The paper presents a comprehensive survey on autoregressive models in computer vision, examining their evolution, methodology, and applications. Autoregressive models, which have achieved significant success in NLP, have recently emerged as a promising approach to generating high-quality visual content. This survey navigates through the diverse landscape of autoregressive models in vision, offering insights into various methodologies and applications.

Insights into Autoregressive Models

Autoregressive models generate data by predicting each element in a sequence based on preceding elements, optimizing conditional probabilities. Historically successful in NLP, they possess inherent strengths in capturing long-range dependencies and delivering contextually relevant outputs. The extension of autoregressive models to computer vision is characterized by varied sequence representation levels: pixel-level, token-level, and scale-level, reflecting the hierarchical complexity of visual data.

1. Pixel-based Models: These models utilize pixel-level sequences for image generation, where a sequence of pixels predicts the next pixel value. While pioneering efforts like PixelRNN have achieved notable success, they face computational challenges due to high sequence lengths and cost inefficiencies.
2. Token-based Models: Inspired by NLP, these models compress images into discrete tokens via vector quantization. Models like VQ-VAE and its successors employ a discrete latent space for autoregressive generation, enabling more efficient high-resolution content processing.
3. Scale-based Models: VAR demonstrates a hierarchical approach, predicting images across multiple scales rather than a single-level raster scan. This method improves spatial handling and enhances computational efficiency.
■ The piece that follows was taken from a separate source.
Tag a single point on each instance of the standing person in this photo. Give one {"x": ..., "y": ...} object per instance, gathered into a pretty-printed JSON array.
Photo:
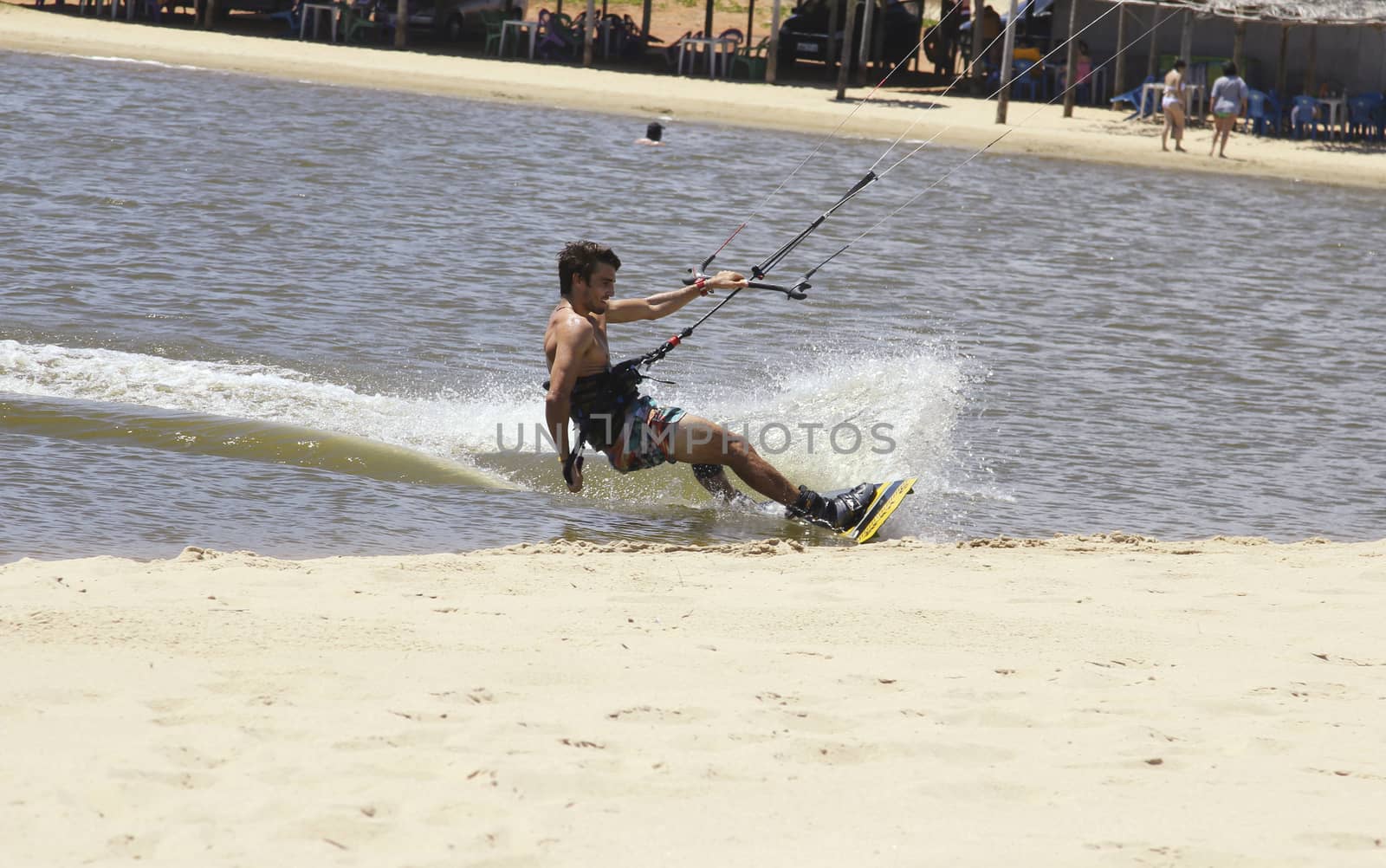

Applications Across Domains

Autoregressive models have broad applicability across diverse tasks in computer vision:

• Image Generation: Encompassing pixel-wise, token-wise, and scale-wise methodologies, these models excel in generating coherent, diverse images by sequentially predicting image components.
• Video Generation: Building on spatial models, autoregressive techniques extend to temporal sequences, facilitating unconditional and conditional video content generation. Models like MoCoGAN and VideoGPT capture temporal dynamics more effectively.
• 3D and Multimodal Generation: Beyond 2D, these models address 3D scene generation, motion prediction, and cross-modal tasks, including image-text alignment and multimodal inputs.
• Emerging Domains: Particular attention is given to applications in embodied AI and medical imaging, where autoregressive models show promise in enhancing navigational and analytical capabilities.

Challenges and Future Directions

This survey identifies several future avenues for advancing autoregressive models:

• Tokenization and Representation: Designing powerful tokenizers that efficiently compress visual data is crucial. Future research may extend beyond traditional vector quantization techniques to explore more sophisticated methods that enhance model performance and scalability.
• Discrete vs. Continuous Representation: While autoregressive models traditionally employ discrete tokens, exploring continuous models may offer improvements in adaptability and integration with multimodal systems.
• Model Architectures: Exploring architectures imbued with inductive biases that cater to the spatial complexities of vision tasks could complement the vanilla LLM frameworks currently in use.
• Downstream Applications: Scalability in downstream tasks remains limited. Developing versatile autoregressive frameworks analogous to diffusion models may catalyze broader adaptability and application.

Conclusion

This exhaustive examination underscores the transformative potential of autoregressive vision models, bridging NLP success to visual domains. It highlights their methodological diversity and extensive applications while pointing towards challenges and future research directions essential for unlocking their full capability. As this field continues to evolve, contributions such as this are invaluable in guiding the trajectory of research and application in vision-based autoregressive modeling.